Machine learning is the newest tool in the developer’s tool belt but most developers working in the field nowadays don’t know how to deploy and scale machine learning models.
In this article I will describe the two ways I’ve used to deploy machine learning models and why one is better than the other.
But first, let’s talk about how to make your model in the first place.
Picking an Architecture
All machine learning projects start by identifying a problem, usually a prediction or categorization problem, and looking into what architecture the current machine learning research says you should use.
While I know a fair bit about machine learning architecture I’m by no means an expert and I never will be. If you’re reading this blog you, like me, are probably more interested in making products than you are interested in spending all of your company’s time and money researching new architectures for machine learning. There is a reason that machine learning researchers exists and why they publish papers for anyone to read. They do the work for you so take advantage of the work and pick the best known architecture to solve the problem you’re trying to solve in my moment.
As an example, most machine learning experts use a form of CNN for image categorization and RNN for time series and numerical data. This might not be the best for your product, but it’s a good place to start.
Training Your Model
After you’ve picked your architecture you need to train your model on hundreds of thousands of pieces of data. Most machine learning projects in production use supervised learning techniques with training data that is clearly labeled. You should do the same for your first model.
Training can take a long time and lots of processing power. Most training is done on a system that has a GPU and all the most popular machine learning libraries can use GPU acceleration. Get a GPU accelerated machine on GCP or AWS and use it to train. Shut it down between training because you don’t need all that raw GPU power once the model is ready. In fact as long as the model fits in memory you can deploy it on relatively weak servers.
This saving a model after training will output the weights of the model in a file or folder that can be loaded back in when you deploy. PyTorch uses Pickle files while TensorFlow uses a directory filled with files corresponding to the weights.
Deploy the Model
After the model is trained and saved you can deploy the model using a few techniques. First, the bad way…
The Bad Way
I’ve seen several developers integrate machine learning calls into their application’s ORM layer by having ORM models call an external CLI command, passing the relevant data to the command. This works but is bad for several reasons.
While trained machine learning models don’t take as much processing to run as training the model in the first place it still takes some. Most of the time you won’t be running your machine learning code but since it has to load the model’s weights into memory each time you call a command it can take several seconds to do that after which time it has to unload it. This is just more time than companies can afford.
Additionally, when you package your machine learning code with your API / ORM layer there is no easy way to scale or cache the results from the machine learning code. This is like packaging your database on the same machine as your API code and then trying to scale by syncing each instance of the database. It’s just more complicated and has no upside.
The Good Way
Instead you should treat your machine learning code as a microservice running on its own cluster. You package the model with API code that is specific to serving your machine learning model’s results and run it on a machine that has the needed specs. You can add a caching layer, if desired, very easily to the API code itself and the same way you would add a caching layer to any other API.

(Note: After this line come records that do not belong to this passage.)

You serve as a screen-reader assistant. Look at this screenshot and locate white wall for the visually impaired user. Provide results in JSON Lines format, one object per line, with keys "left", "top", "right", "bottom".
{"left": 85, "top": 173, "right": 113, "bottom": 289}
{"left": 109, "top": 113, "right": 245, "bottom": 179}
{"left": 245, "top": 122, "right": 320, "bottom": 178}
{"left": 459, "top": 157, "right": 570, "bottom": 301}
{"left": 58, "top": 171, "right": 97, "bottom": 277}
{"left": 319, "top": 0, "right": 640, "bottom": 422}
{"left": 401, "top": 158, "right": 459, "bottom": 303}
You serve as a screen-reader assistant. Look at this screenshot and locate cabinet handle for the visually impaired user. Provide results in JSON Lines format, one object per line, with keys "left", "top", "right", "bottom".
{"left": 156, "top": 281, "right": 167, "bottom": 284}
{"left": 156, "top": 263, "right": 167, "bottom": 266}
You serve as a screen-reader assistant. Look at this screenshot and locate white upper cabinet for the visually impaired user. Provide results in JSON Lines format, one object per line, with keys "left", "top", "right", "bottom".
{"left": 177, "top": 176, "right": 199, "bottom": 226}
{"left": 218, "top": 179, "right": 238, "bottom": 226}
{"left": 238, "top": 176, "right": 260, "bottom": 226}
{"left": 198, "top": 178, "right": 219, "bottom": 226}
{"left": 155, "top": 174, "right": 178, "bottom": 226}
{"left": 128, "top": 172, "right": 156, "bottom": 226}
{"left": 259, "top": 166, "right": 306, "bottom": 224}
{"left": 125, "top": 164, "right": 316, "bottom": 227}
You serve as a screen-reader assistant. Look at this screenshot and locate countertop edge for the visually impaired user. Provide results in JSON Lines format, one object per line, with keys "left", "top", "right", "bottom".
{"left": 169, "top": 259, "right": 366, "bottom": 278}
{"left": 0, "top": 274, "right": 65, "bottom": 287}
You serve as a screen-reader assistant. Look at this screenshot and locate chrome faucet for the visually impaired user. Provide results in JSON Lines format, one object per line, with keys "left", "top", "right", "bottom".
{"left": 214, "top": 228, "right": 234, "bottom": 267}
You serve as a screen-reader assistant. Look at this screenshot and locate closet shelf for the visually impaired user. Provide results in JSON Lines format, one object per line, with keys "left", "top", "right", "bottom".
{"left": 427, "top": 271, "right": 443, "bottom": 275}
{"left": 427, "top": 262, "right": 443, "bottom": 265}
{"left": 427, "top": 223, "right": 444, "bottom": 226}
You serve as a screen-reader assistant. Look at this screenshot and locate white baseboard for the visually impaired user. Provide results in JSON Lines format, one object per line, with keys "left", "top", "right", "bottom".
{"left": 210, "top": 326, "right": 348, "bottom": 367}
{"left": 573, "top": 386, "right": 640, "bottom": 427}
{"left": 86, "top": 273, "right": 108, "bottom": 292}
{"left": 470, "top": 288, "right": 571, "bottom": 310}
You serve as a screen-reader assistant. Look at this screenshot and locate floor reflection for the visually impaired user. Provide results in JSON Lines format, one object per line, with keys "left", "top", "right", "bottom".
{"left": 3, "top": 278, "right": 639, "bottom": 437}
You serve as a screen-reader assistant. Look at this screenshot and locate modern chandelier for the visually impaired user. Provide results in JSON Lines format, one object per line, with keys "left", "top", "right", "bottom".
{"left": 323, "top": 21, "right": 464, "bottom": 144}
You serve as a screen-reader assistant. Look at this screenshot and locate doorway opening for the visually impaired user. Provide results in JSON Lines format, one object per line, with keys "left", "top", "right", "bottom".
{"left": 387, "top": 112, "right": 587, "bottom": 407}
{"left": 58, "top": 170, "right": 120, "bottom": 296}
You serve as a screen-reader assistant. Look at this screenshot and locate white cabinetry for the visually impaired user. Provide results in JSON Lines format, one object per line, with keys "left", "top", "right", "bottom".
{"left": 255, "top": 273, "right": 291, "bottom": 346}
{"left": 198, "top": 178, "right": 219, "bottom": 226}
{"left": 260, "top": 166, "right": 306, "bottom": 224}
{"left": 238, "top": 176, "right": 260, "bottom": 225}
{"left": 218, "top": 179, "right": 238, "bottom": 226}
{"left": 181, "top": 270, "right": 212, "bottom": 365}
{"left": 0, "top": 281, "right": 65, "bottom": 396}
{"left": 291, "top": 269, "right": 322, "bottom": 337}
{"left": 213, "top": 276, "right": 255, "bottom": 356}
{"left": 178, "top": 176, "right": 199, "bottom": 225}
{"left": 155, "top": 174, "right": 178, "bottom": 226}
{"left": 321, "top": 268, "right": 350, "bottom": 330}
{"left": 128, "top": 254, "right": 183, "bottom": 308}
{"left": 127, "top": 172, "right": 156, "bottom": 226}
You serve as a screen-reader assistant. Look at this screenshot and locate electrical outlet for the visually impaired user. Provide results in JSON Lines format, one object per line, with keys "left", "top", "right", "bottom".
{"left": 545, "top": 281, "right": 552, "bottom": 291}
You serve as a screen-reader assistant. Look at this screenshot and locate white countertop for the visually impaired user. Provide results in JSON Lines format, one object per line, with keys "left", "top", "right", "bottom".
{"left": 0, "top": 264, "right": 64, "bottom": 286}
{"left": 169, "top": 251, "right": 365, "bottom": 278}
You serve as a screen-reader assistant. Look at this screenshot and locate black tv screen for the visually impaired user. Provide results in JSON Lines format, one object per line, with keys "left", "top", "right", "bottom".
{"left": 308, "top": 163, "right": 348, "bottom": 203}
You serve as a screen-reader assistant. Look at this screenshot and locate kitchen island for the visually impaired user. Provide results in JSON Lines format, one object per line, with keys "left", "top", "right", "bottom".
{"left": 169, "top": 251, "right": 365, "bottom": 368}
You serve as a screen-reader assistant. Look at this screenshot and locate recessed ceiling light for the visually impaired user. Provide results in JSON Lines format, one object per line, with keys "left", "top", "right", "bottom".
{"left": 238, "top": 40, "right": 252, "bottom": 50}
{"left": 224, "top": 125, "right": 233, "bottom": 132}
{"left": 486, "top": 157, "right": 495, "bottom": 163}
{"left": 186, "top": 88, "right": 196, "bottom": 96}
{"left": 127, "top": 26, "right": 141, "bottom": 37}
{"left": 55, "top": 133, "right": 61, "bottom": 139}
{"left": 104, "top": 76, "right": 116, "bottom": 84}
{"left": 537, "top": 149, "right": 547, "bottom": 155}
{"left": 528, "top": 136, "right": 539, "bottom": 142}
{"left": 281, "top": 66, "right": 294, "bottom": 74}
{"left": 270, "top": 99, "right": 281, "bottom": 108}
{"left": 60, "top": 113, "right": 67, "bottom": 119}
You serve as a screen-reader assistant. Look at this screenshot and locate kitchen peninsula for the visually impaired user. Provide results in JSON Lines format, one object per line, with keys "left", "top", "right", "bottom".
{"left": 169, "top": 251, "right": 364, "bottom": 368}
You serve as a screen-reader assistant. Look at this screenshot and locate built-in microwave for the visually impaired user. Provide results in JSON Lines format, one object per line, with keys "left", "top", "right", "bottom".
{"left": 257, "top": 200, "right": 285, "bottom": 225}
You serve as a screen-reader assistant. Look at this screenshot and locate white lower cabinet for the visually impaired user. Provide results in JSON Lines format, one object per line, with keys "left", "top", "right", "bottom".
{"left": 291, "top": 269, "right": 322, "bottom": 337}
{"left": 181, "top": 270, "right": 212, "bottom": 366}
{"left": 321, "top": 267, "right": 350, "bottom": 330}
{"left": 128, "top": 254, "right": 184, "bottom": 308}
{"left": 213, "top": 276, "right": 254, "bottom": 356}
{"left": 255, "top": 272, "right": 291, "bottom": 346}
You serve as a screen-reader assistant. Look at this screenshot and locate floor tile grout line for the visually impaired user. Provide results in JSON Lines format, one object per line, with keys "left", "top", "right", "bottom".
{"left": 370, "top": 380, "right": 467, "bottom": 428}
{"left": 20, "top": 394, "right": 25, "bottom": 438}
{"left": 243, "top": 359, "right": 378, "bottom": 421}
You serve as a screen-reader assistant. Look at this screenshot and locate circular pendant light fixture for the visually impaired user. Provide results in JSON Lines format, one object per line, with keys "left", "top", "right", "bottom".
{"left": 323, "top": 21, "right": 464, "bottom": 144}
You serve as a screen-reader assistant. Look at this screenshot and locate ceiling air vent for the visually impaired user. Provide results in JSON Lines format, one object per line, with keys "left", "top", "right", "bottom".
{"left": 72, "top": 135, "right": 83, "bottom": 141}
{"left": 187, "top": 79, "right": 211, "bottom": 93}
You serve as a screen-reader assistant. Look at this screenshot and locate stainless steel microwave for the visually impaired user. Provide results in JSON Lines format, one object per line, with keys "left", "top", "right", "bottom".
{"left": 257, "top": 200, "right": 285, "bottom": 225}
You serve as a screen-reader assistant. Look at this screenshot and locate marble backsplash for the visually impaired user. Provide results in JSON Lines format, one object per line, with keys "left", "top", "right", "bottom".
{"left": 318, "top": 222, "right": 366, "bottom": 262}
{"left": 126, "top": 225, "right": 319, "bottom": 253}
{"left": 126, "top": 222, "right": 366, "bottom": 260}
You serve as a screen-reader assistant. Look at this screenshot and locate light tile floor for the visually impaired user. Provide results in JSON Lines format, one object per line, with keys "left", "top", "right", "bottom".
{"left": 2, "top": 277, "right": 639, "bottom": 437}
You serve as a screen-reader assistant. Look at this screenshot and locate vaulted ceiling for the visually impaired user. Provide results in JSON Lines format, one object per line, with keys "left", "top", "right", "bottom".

Since most machine learning code is written with Python you can use a framework like Flask to serve the requests to your machine learning code and thus keep all the machine learning code in one language. You also get to use the same preprocessing functions from the training stage as well as for the production stage.
Since your main application’s API is probably written in PHP, Node.js, Java, Ruby, or any number of languages this makes it easy for application layers to talk to each other without having to be written in the same code. They just have to understand HTTP requests.
If you like Docker or Kubernetes you can also package the machine learning API layer as a Docker image and deploy it the same way as all the other API code you have.
Machine learning in general can be complication but deploying machine learning code doesn’t have to be any more complicated than deploying regular API code.